ModSecurity in Hosting
ModSecurity can be found with every single hosting plan that we provide and it is switched on by default for any domain or subdomain that you include via your Hepsia CP. In the event that it interferes with any of your apps or you would like to disable it for any reason, you shall be able to do that through the ModSecurity area of Hepsia with simply a click. You could also enable a passive mode, so the firewall will recognize potential attacks and maintain a log, but will not take any action. You can view extensive logs in the very same section, including the IP address where the attack originated from, what precisely the attacker aimed to do and at what time, what ModSecurity did, etcetera. For max security of our customers we use a set of commercial firewall rules blended with custom ones that are added by our system admins.

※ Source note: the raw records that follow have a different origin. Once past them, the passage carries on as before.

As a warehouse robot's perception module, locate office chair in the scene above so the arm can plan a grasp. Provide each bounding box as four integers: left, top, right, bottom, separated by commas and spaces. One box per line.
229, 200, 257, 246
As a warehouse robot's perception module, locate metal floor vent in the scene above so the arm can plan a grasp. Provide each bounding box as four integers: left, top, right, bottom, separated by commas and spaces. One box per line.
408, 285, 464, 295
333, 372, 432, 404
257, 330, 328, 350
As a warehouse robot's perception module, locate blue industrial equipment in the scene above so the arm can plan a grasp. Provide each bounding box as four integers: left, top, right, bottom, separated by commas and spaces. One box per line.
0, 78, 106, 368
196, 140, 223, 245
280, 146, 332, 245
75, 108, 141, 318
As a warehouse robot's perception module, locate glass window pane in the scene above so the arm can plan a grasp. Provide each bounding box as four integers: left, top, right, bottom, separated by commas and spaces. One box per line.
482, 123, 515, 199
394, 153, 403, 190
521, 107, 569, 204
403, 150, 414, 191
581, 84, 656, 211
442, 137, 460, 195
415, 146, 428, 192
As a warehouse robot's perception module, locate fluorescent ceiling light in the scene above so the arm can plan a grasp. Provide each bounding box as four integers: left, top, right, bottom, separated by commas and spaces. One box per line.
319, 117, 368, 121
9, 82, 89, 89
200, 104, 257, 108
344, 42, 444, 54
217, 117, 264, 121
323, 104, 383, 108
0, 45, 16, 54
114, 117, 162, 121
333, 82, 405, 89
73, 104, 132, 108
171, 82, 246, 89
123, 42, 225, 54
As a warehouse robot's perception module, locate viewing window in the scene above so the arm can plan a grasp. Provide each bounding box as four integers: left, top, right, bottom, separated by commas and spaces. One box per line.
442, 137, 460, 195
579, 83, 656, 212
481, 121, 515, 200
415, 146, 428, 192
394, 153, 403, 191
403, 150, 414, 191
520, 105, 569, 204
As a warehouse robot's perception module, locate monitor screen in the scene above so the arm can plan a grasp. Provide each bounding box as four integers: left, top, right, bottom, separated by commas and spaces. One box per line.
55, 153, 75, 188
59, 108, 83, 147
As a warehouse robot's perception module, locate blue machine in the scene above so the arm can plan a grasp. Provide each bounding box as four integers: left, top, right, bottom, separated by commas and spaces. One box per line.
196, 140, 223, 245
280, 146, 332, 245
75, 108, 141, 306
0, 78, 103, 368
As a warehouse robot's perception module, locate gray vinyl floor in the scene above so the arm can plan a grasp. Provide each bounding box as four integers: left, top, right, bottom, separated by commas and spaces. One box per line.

ModSecurity in Semi-dedicated Hosting
All semi-dedicated hosting plans that we offer include ModSecurity and because the firewall is switched on by default, any site which you set up under a domain or a subdomain will be secured immediately. An independent section in the Hepsia Control Panel that comes with the semi-dedicated accounts is dedicated to ModSecurity and it'll enable you to start and stop the firewall for any site or enable a detection mode. With the last option, ModSecurity won't take any action, but it shall still detect possible attacks and will keep all data inside a log as if it were completely active. The logs can be found in the exact same section of the CP and they offer information about the IP where an attack originated from, what its nature was, what rule ModSecurity applies to detect and stop it, etc. The security rules we use on our servers are a mix of commercial ones from a security company and custom ones developed by our system administrators. Therefore, we provide higher security for your web programs as we can defend them from attacks before security companies release updates for new threats.
ModSecurity in VPS Hosting
ModSecurity is pre-installed on all virtual private servers which are set up with the Hepsia hosting Control Panel, so your web applications shall be secured from the second your server is ready. The firewall is turned on by default for any domain or subdomain on the VPS, but if necessary, you can disable it with a click via the corresponding section of Hepsia. You may also set it to work in detection mode, so it'll keep an extensive log of any possible attacks without taking any action to prevent them. The logs are available within the very same section and provide information about the nature of the attack, what IP address it originated from and what ModSecurity rule was triggered to stop it. For best security, we employ not just commercial rules from a firm working in the field of web security, but also custom ones which our administrators add manually so as to react to new risks that are still not addressed in the commercial rules.
ModSecurity in Dedicated Web Hosting
ModSecurity is available by default with all dedicated servers that are set up with the Hepsia CP and is set to “Active” automatically for any domain you host or subdomain that you create on the web server. Just in case that a web application doesn't operate adequately, you could either switch off the firewall or set it to function in passive mode. The latter means that ModSecurity will keep a log of any possible attack that may occur, but won't take any action to prevent it. The logs created in passive or active mode shall give you more details about the exact file which was attacked, the form of the attack and the IP it came from, etc. This info shall allow you to choose what steps you can take to increase the security of your websites, for instance blocking IPs or performing script and plugin updates. The ModSecurity rules that we use are updated often with a commercial bundle from a third-party security enterprise we work with, but from time to time our admins include their own rules as well when they identify a new potential threat.